During a routine update to an aggregate routing policy within AS1299 an error was committed which impacted our internal support systems and traffic in some regions. 

Source

At 19:20 CEST, the issue was resolved, and full access, including all Servebolt services, was available again.  

The outage happened by force majeure and was, as indicated by Telia, completely out of our hands and a result of a misconfiguration at Telia.

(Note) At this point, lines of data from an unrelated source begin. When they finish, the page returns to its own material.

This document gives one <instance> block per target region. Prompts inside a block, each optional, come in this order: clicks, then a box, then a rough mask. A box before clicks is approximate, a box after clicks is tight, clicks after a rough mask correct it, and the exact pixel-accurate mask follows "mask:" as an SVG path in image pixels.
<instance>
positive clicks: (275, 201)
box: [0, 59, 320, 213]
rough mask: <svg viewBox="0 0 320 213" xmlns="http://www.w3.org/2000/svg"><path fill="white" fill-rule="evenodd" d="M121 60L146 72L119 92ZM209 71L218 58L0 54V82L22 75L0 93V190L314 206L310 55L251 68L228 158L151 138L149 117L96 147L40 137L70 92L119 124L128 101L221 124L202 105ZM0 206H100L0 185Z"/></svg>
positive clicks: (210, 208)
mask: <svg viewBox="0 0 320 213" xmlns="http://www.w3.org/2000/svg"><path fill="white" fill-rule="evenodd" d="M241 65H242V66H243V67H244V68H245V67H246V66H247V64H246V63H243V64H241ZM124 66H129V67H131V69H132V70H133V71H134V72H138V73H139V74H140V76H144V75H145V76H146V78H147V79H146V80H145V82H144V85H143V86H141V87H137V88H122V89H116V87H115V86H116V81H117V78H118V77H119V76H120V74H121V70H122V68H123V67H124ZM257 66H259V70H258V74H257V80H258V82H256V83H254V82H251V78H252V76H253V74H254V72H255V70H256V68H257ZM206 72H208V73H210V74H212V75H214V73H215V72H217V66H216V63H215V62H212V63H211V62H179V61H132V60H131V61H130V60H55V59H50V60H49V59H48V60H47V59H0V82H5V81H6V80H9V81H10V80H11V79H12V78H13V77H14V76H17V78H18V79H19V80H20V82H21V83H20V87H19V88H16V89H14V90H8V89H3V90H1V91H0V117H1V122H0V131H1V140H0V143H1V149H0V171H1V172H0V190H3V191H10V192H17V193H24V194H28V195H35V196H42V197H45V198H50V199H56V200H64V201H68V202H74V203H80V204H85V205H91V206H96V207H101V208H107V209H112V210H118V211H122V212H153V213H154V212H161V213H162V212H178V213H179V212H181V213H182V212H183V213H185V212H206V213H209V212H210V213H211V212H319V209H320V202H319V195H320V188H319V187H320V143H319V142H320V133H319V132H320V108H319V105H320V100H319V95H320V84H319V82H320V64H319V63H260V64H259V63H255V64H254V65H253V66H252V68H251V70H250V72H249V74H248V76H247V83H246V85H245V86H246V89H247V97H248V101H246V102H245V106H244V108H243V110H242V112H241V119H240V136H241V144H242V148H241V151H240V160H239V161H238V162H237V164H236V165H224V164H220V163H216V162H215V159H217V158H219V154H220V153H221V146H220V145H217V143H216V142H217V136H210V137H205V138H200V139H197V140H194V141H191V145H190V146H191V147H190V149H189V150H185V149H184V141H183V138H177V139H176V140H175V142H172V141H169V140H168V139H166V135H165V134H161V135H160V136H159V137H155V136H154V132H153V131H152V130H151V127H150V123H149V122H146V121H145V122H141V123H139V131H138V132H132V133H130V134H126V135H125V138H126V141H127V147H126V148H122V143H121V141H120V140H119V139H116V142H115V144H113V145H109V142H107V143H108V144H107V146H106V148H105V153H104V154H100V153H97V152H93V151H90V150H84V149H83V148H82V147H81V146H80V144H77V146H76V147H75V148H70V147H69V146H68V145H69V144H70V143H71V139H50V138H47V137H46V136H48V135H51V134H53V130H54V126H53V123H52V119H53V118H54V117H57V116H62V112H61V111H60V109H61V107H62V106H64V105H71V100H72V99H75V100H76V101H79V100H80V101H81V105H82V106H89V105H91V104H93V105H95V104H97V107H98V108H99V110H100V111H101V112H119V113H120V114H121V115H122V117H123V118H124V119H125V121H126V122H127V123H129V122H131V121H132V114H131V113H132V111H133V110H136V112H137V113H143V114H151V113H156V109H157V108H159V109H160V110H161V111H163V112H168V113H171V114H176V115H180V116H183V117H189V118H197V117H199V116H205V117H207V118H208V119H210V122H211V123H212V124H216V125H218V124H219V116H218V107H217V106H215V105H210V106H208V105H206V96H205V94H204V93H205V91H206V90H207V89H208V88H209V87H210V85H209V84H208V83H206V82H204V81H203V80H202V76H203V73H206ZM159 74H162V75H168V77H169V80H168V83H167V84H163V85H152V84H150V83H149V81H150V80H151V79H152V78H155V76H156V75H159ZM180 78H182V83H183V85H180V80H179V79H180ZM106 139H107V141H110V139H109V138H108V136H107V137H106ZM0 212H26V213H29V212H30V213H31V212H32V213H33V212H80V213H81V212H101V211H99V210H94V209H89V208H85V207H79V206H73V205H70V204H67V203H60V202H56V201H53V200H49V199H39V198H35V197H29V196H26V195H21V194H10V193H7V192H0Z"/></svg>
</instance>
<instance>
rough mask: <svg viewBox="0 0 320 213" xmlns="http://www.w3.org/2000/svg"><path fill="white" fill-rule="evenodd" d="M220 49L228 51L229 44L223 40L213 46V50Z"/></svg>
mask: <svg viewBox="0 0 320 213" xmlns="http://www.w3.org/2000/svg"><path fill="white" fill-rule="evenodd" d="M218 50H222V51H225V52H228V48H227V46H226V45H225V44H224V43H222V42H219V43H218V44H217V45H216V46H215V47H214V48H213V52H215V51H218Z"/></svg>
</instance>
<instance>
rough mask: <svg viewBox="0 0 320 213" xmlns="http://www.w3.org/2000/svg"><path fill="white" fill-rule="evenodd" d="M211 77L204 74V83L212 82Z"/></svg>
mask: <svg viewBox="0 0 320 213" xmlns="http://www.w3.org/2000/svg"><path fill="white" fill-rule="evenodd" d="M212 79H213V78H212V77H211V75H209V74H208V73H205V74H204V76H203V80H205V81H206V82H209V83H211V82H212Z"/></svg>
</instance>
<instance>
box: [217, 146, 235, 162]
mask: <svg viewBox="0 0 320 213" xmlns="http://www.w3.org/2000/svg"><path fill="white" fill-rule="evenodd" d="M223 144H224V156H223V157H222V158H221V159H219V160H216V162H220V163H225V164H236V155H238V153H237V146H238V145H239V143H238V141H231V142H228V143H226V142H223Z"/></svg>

What Can You Do to Minimize the Impact

Fortunately, there are some solutions available to reduce the impact of events like this. We have a couple of solutions available to make sure you can minimize the effect it has on your site.

Accelerated Domains

Accelerated Domains not only greatly improve the performance and security of your site, it also minimizes the impact of Internet backbone outages. Accelerated Domains is built on top of Cloudflare’s Enterprise backbone and uses all of Coudflare’s priority nodes, and has priority in the Cloudflare network. For the websites using Accelerated Domains yesterday, this resulted in little to no downtime.

Order Accelerated Domains right from your site’s Control Panel or directly from our Help Center

Always Online in Cloudflare Pro and Cloudflare Business

An alternative is having your site on Cloudflare. Cloudflare Pro and Cloudflare Business offer many benefits, and one in particular that touches on this particular problem. Cloudflare offers a feature called Always Online. It uses the Internet Archive’s Wayback Machine to keep your website online for visitors when your origin server is unavailable. 

Of note here is that Always Online only serves limited copies of web pages to users instead of errors when your server is unreachable.

Get in touch with our Support Team to add Cloudflare to your site or order online here. Let us help you to be prepared in the best possible way.

Your Stability is Our Mission

We take this seriously, and we have redundancies built in to prevent as much as possible, but in this case, we’re all victims of a problem outside of our control. Outages like these disrupt your life and your business. We understand, and we take our responsibility to you very seriously. We sincerely apologize for the disruption and the inconvenience this likely has caused you.